The Two Cultures of Computing - luu
http://pgbovine.net/two-cultures-of-computing.htm
======
gordaco
This misses a very important distinction: low-level against high-level. CLIs,
especially *NIX shells, usually offer low-level operations and let you combine
them as you please. GUIs, on the other hand, offer higher-level operations,
which is to say, prearranged and monolithic combination of low-level features
to perform the most common use cases of the software. Thus, the flexibility
and the possibilities of the low-level approach are lost, although it
definitely results in an easier to use system, since the operations are far
closer to the "semantic" level at which a user operates most of the times.

This division is exactly what you would expect when there is a division
between newbies and advanced users (which the author labels as "programmers",
but they're not the same thing), which is exactly what's happening.
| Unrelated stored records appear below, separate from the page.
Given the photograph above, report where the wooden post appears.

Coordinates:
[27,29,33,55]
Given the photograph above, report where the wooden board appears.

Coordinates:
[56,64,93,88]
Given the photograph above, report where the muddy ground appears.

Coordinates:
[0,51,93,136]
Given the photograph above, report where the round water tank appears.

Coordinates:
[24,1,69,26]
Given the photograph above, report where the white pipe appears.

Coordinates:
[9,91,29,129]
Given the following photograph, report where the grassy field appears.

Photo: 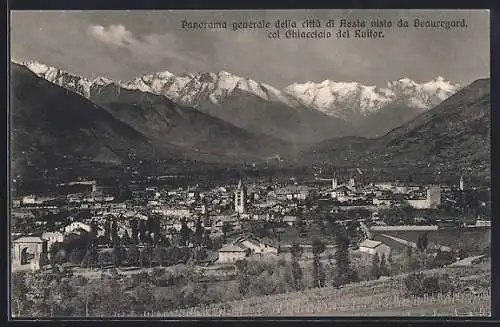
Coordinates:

The
beginners are happy with a graphical and discoverable UI that helps them learn
to use the tool, while the advanced users automatically resort to the CLI
because they know that they probably need some tweaking that is probably not
covered by the high-level preset functions from the GUI, and/or requires
visiting different dialog boxes and it's far slower to use.

The case about Word versus LaTeX is a perfect example: after I learned to use
LaTeX properly, I no longer use Word.

All this is very related to the way Linux evolved, initially only for advanced
users and slowly gaining GUI functionality to make it nicer for average users.